Mr. Wopsle struck in upon that; as one who knew all about relationships, having
professional occasion to bear in mind what female relations a man might not
marry; and expounded the ties between me and Joe. Having his hand in, Mr. Wopsle
finished off with a most terrifically snarling passage from Richard the Third,
and seemed to think he had done quite enough to account for it when he added,
"—as the poet says."
And here I may remark that when Mr. Wopsle referred to me, he considered it a
necessary part of such reference to rumple my hair and poke it into my eyes. I
cannot conceive why everybody of his standing who visited at our house should
always have put me through the same inflammatory process under similar
circumstances. Yet I do not call to mind that I was ever in my earlier youth the
subject of remark in our social family circle, but some large-handed person took
some such ophthalmic steps to patronize me.
All this while, the strange man looked at nobody but me, and looked at me as if
he were determined to have a shot at me at last, and bring me down. But he said
nothing after offering his Blue Blazes observation, until the glasses of rum and
water were brought; and then he made his shot, and a most extraordinary shot it
was.
It was not a verbal remark, but a proceeding in dumb-show, and was pointedly
addressed to me. He stirred his rum and water pointedly at me, and he tasted his
rum and water pointedly at me. And he stirred it and he tasted it; not with a
spoon that was brought to him, but with
a file.
He did this so that nobody but I saw the file; and when he had done it he wiped
the file and put it in a breast-pocket. I knew it to be Joe’s file, and I knew
that he knew my convict, the moment I saw the instrument. I sat gazing at him,
spell-bound. But he now reclined on his settle, taking very little notice of me,
and talking principally about turnips.
There was a delicious sense of cleaning-up and making a quiet pause before going
on in life afresh, in our village on Saturday nights, which stimulated Joe to
dare to stay out half an hour longer on Saturdays than at other times. The
half-hour and the rum and water running out together, Joe got up to go, and took
me by the hand.
"Stop half a moment, Mr. Gargery," said the strange man. "I think I’ve got a
bright new shilling somewhere in my pocket, and if I have, the boy shall have
it."
He looked it out from a handful of small change, folded it in some crumpled
paper, and gave it to me. "Yours!" said he. "Mind! Your own."
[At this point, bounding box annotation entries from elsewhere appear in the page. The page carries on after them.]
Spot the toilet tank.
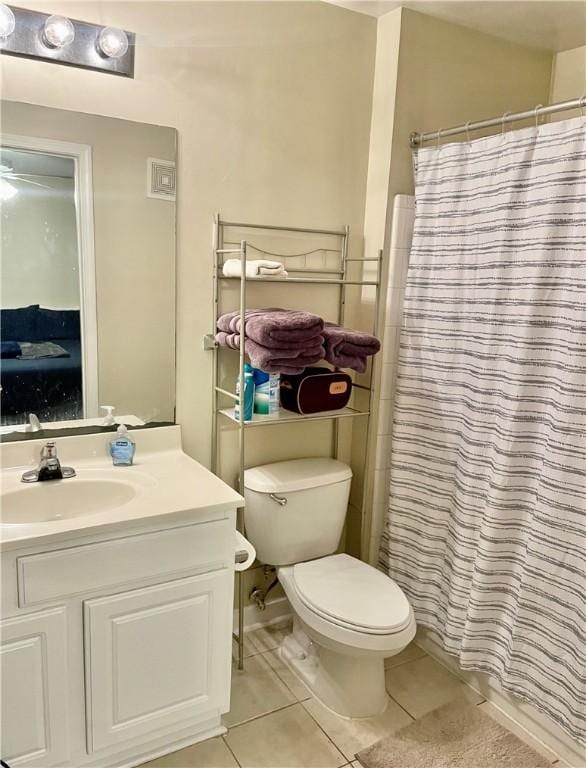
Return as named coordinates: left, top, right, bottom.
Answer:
left=244, top=458, right=352, bottom=566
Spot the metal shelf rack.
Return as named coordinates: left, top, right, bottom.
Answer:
left=204, top=214, right=382, bottom=669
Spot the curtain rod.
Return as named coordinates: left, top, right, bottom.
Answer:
left=409, top=96, right=586, bottom=149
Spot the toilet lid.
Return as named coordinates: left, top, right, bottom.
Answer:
left=293, top=555, right=412, bottom=634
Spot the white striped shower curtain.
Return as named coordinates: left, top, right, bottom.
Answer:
left=381, top=118, right=586, bottom=743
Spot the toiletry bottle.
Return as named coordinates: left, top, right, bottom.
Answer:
left=109, top=424, right=136, bottom=467
left=234, top=363, right=254, bottom=421
left=100, top=405, right=116, bottom=427
left=253, top=368, right=280, bottom=416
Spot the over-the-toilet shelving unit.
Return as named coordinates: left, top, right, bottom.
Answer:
left=204, top=214, right=382, bottom=669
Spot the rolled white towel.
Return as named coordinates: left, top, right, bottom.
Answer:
left=222, top=259, right=288, bottom=278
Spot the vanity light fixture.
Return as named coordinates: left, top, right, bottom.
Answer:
left=0, top=3, right=16, bottom=40
left=0, top=3, right=135, bottom=77
left=43, top=16, right=75, bottom=48
left=98, top=27, right=128, bottom=59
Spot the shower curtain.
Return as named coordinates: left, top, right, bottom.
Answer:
left=381, top=118, right=586, bottom=744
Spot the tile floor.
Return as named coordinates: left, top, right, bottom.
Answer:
left=143, top=626, right=561, bottom=768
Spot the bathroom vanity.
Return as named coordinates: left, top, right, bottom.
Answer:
left=0, top=427, right=244, bottom=768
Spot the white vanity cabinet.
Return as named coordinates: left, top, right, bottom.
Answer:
left=0, top=607, right=69, bottom=768
left=0, top=509, right=235, bottom=768
left=83, top=571, right=232, bottom=752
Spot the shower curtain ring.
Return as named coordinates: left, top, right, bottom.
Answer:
left=501, top=112, right=513, bottom=141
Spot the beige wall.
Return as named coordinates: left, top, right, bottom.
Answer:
left=0, top=101, right=176, bottom=421
left=1, top=0, right=376, bottom=464
left=550, top=46, right=586, bottom=120
left=0, top=176, right=80, bottom=309
left=351, top=8, right=552, bottom=558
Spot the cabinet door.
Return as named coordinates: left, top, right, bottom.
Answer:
left=0, top=608, right=68, bottom=768
left=84, top=569, right=232, bottom=752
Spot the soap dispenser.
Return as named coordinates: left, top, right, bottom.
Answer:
left=109, top=424, right=136, bottom=467
left=100, top=405, right=116, bottom=427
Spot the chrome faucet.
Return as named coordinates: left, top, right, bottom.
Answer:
left=21, top=442, right=75, bottom=483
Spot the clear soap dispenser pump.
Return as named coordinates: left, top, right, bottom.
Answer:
left=100, top=405, right=116, bottom=427
left=109, top=424, right=136, bottom=467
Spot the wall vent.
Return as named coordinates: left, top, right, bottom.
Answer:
left=147, top=157, right=177, bottom=200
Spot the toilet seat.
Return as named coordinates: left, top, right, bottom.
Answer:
left=292, top=554, right=413, bottom=635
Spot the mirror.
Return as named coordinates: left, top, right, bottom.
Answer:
left=0, top=101, right=176, bottom=432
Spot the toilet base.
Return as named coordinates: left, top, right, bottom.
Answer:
left=279, top=620, right=389, bottom=719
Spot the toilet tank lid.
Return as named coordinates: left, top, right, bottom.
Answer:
left=244, top=458, right=352, bottom=493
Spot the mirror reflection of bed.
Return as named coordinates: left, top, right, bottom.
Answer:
left=0, top=305, right=83, bottom=425
left=0, top=147, right=84, bottom=426
left=0, top=100, right=177, bottom=441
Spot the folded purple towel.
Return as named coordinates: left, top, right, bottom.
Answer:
left=322, top=323, right=380, bottom=373
left=216, top=331, right=324, bottom=373
left=218, top=308, right=324, bottom=349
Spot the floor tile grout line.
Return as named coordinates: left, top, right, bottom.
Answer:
left=385, top=653, right=428, bottom=672
left=226, top=701, right=301, bottom=733
left=387, top=690, right=417, bottom=727
left=222, top=729, right=242, bottom=768
left=299, top=696, right=356, bottom=765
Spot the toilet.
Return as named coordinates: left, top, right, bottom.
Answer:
left=244, top=458, right=416, bottom=718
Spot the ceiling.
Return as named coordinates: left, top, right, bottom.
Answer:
left=326, top=0, right=586, bottom=51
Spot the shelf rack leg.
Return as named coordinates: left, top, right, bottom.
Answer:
left=238, top=240, right=246, bottom=669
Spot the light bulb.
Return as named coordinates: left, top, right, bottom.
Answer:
left=0, top=3, right=16, bottom=40
left=98, top=27, right=128, bottom=59
left=43, top=16, right=75, bottom=48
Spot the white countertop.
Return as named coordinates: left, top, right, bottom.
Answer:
left=0, top=426, right=244, bottom=548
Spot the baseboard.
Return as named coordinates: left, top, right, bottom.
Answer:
left=234, top=597, right=291, bottom=634
left=415, top=627, right=586, bottom=768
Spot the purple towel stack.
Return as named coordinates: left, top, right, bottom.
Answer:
left=323, top=323, right=380, bottom=373
left=216, top=308, right=325, bottom=374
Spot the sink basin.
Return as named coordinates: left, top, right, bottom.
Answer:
left=0, top=477, right=137, bottom=525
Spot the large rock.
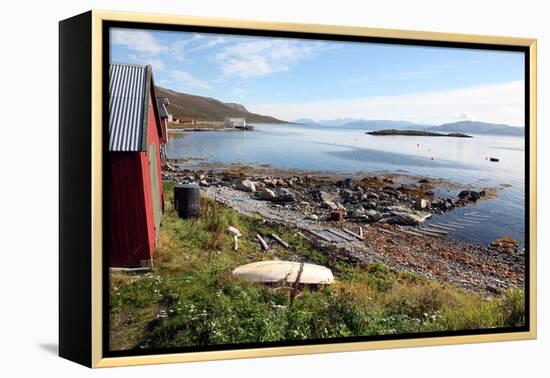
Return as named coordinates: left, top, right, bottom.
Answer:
left=414, top=198, right=430, bottom=210
left=321, top=200, right=338, bottom=210
left=365, top=210, right=382, bottom=222
left=458, top=190, right=485, bottom=202
left=272, top=193, right=296, bottom=203
left=256, top=188, right=277, bottom=201
left=363, top=200, right=378, bottom=210
left=387, top=211, right=431, bottom=226
left=236, top=180, right=256, bottom=193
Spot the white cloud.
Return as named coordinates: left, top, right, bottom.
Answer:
left=251, top=81, right=525, bottom=126
left=453, top=112, right=476, bottom=121
left=216, top=40, right=313, bottom=78
left=170, top=70, right=210, bottom=91
left=128, top=54, right=165, bottom=72
left=111, top=29, right=166, bottom=55
left=169, top=33, right=227, bottom=62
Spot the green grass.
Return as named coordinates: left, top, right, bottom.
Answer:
left=110, top=185, right=525, bottom=350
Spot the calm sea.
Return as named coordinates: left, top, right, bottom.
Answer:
left=167, top=125, right=525, bottom=243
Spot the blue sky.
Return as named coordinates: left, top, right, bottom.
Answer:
left=111, top=29, right=524, bottom=126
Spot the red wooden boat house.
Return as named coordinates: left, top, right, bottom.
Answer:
left=106, top=64, right=166, bottom=268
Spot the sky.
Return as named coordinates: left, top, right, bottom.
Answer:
left=110, top=28, right=524, bottom=126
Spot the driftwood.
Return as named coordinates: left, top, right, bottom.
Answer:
left=325, top=228, right=353, bottom=241
left=414, top=228, right=441, bottom=236
left=256, top=234, right=268, bottom=250
left=399, top=228, right=426, bottom=238
left=342, top=228, right=364, bottom=240
left=430, top=224, right=456, bottom=231
left=378, top=227, right=399, bottom=236
left=271, top=234, right=289, bottom=248
left=296, top=231, right=311, bottom=242
left=421, top=225, right=448, bottom=235
left=307, top=230, right=334, bottom=243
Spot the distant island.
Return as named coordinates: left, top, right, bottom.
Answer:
left=366, top=129, right=473, bottom=138
left=293, top=118, right=525, bottom=136
left=155, top=86, right=288, bottom=124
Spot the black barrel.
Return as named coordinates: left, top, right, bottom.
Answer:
left=174, top=184, right=201, bottom=219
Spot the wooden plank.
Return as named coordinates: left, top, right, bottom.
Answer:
left=468, top=215, right=491, bottom=220
left=296, top=231, right=311, bottom=242
left=256, top=234, right=268, bottom=250
left=325, top=228, right=353, bottom=241
left=307, top=230, right=334, bottom=243
left=429, top=223, right=456, bottom=231
left=342, top=228, right=365, bottom=240
left=414, top=228, right=442, bottom=236
left=377, top=227, right=400, bottom=236
left=271, top=234, right=288, bottom=248
left=447, top=222, right=470, bottom=228
left=421, top=226, right=448, bottom=235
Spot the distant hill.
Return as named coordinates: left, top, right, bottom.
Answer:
left=367, top=129, right=472, bottom=138
left=342, top=119, right=431, bottom=130
left=293, top=118, right=432, bottom=130
left=156, top=87, right=288, bottom=123
left=427, top=121, right=525, bottom=136
left=292, top=118, right=319, bottom=125
left=223, top=102, right=249, bottom=113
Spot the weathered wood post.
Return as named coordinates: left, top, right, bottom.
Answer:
left=174, top=184, right=201, bottom=219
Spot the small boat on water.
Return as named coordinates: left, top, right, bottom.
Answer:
left=233, top=260, right=334, bottom=285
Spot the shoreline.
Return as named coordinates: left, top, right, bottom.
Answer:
left=163, top=170, right=525, bottom=296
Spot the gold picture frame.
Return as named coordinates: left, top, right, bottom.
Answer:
left=60, top=10, right=537, bottom=368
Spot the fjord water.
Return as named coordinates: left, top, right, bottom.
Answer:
left=167, top=125, right=525, bottom=244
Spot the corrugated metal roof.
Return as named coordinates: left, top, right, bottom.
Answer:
left=157, top=97, right=168, bottom=118
left=157, top=96, right=170, bottom=105
left=109, top=64, right=147, bottom=151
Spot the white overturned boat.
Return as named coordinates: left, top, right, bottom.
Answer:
left=233, top=260, right=334, bottom=285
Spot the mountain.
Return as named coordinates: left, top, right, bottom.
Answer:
left=293, top=118, right=432, bottom=130
left=156, top=87, right=288, bottom=123
left=317, top=118, right=355, bottom=126
left=224, top=102, right=249, bottom=113
left=292, top=118, right=319, bottom=125
left=427, top=121, right=525, bottom=136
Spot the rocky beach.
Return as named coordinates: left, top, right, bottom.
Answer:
left=163, top=161, right=525, bottom=297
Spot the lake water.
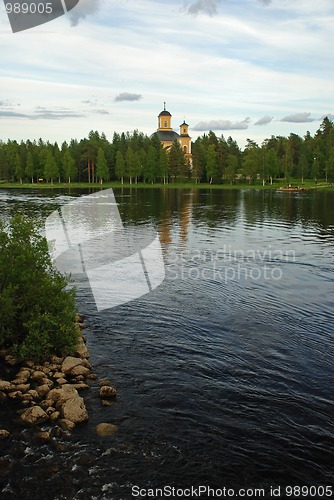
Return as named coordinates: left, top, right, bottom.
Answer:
left=0, top=189, right=334, bottom=500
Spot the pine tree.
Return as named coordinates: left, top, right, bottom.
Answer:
left=96, top=148, right=109, bottom=184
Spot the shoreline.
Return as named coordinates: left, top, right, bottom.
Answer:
left=0, top=315, right=117, bottom=443
left=0, top=179, right=334, bottom=191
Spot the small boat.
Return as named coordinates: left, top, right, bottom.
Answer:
left=277, top=186, right=306, bottom=193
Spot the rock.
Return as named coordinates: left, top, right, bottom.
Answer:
left=96, top=423, right=118, bottom=437
left=45, top=406, right=56, bottom=416
left=50, top=356, right=64, bottom=366
left=28, top=389, right=39, bottom=399
left=61, top=356, right=82, bottom=375
left=0, top=380, right=12, bottom=391
left=70, top=365, right=89, bottom=377
left=75, top=339, right=89, bottom=359
left=40, top=399, right=53, bottom=413
left=101, top=399, right=112, bottom=407
left=60, top=396, right=88, bottom=424
left=8, top=391, right=22, bottom=399
left=21, top=406, right=49, bottom=425
left=48, top=384, right=79, bottom=407
left=39, top=377, right=54, bottom=389
left=99, top=385, right=117, bottom=399
left=21, top=393, right=33, bottom=403
left=73, top=382, right=89, bottom=391
left=15, top=384, right=30, bottom=392
left=57, top=378, right=68, bottom=385
left=36, top=384, right=50, bottom=398
left=30, top=370, right=45, bottom=382
left=0, top=429, right=10, bottom=440
left=99, top=378, right=111, bottom=387
left=35, top=431, right=51, bottom=443
left=23, top=360, right=35, bottom=368
left=50, top=411, right=60, bottom=422
left=13, top=368, right=30, bottom=384
left=0, top=391, right=7, bottom=403
left=58, top=418, right=75, bottom=431
left=4, top=354, right=20, bottom=366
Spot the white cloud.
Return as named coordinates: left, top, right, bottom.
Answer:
left=115, top=92, right=142, bottom=102
left=254, top=115, right=273, bottom=125
left=69, top=0, right=100, bottom=26
left=192, top=118, right=250, bottom=132
left=281, top=113, right=316, bottom=123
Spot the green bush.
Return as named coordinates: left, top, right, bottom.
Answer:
left=0, top=214, right=78, bottom=359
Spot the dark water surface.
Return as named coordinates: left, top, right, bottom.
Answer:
left=0, top=189, right=334, bottom=500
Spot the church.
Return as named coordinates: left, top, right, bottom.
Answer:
left=153, top=103, right=192, bottom=162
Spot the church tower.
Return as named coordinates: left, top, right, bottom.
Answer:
left=179, top=120, right=192, bottom=159
left=158, top=102, right=173, bottom=132
left=151, top=102, right=192, bottom=163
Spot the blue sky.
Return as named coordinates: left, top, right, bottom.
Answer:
left=0, top=0, right=334, bottom=147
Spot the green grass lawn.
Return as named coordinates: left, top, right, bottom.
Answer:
left=0, top=179, right=334, bottom=190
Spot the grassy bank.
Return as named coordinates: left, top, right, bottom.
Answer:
left=0, top=179, right=334, bottom=191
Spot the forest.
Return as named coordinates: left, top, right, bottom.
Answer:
left=0, top=118, right=334, bottom=185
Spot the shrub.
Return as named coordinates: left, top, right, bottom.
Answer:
left=0, top=214, right=78, bottom=359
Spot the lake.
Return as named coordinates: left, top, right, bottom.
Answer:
left=0, top=188, right=334, bottom=500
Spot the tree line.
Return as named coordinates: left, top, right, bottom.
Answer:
left=0, top=118, right=334, bottom=184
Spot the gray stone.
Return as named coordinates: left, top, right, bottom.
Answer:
left=96, top=423, right=118, bottom=437
left=99, top=385, right=117, bottom=399
left=0, top=429, right=10, bottom=440
left=61, top=356, right=82, bottom=375
left=60, top=396, right=88, bottom=424
left=21, top=406, right=49, bottom=425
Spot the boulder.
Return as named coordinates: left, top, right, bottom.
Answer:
left=0, top=391, right=7, bottom=403
left=4, top=354, right=20, bottom=366
left=61, top=356, right=82, bottom=375
left=0, top=380, right=12, bottom=391
left=50, top=356, right=64, bottom=366
left=21, top=406, right=49, bottom=425
left=75, top=338, right=89, bottom=359
left=60, top=395, right=88, bottom=424
left=57, top=377, right=68, bottom=385
left=35, top=431, right=51, bottom=444
left=70, top=365, right=89, bottom=377
left=58, top=418, right=75, bottom=431
left=28, top=389, right=39, bottom=399
left=13, top=368, right=30, bottom=384
left=30, top=370, right=45, bottom=382
left=50, top=411, right=60, bottom=422
left=73, top=382, right=89, bottom=391
left=36, top=384, right=50, bottom=398
left=99, top=385, right=117, bottom=399
left=0, top=429, right=10, bottom=440
left=15, top=384, right=30, bottom=392
left=48, top=384, right=79, bottom=408
left=96, top=423, right=118, bottom=437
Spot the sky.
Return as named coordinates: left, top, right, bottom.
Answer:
left=0, top=0, right=334, bottom=148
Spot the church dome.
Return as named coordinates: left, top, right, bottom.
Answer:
left=159, top=109, right=172, bottom=116
left=151, top=130, right=180, bottom=142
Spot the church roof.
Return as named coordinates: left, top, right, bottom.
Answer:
left=159, top=102, right=172, bottom=116
left=159, top=109, right=172, bottom=116
left=151, top=130, right=180, bottom=141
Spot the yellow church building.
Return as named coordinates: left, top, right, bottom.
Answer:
left=153, top=103, right=192, bottom=162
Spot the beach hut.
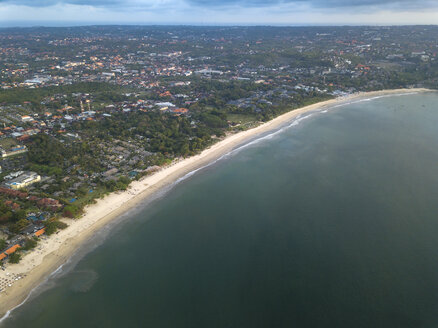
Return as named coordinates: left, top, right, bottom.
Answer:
left=5, top=244, right=20, bottom=255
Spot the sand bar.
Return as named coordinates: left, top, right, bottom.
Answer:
left=0, top=89, right=430, bottom=318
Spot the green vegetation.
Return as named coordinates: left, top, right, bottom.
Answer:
left=9, top=252, right=21, bottom=263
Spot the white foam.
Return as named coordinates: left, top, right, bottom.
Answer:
left=0, top=92, right=418, bottom=325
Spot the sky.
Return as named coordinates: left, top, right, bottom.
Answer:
left=0, top=0, right=438, bottom=26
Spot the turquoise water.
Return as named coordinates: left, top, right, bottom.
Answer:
left=4, top=93, right=438, bottom=328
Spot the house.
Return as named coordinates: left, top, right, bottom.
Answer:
left=5, top=172, right=41, bottom=190
left=0, top=145, right=27, bottom=158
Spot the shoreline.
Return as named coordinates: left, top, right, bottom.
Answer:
left=0, top=88, right=434, bottom=325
I thanked him, staring at him far beyond the bounds of good manners, and holding
tight to Joe. He gave Joe good-night, and he gave Mr. Wopsle good-night (who
went out with us), and he gave me only a look with his aiming eye,—no, not a
look, for he shut it up, but wonders may be done with an eye by hiding it.
On the way home, if I had been in a humor for talking, the talk must have been
all on my side, for Mr. Wopsle parted from us at the door of the Jolly Bargemen,
and Joe went all the way home with his mouth wide open, to rinse the rum out
with as much air as possible. But I was in a manner stupefied by this turning up
of my old misdeed and old acquaintance, and could think of nothing else.
My sister was not in a very bad temper when we presented ourselves in the
kitchen, and Joe was encouraged by that unusual circumstance to tell her about
the bright shilling. "A bad un, I’ll be bound," said Mrs. Joe triumphantly, "or
he wouldn’t have given it to the boy! Let’s look at it."
I took it out of the paper, and it proved to be a good one. "But what’s this?"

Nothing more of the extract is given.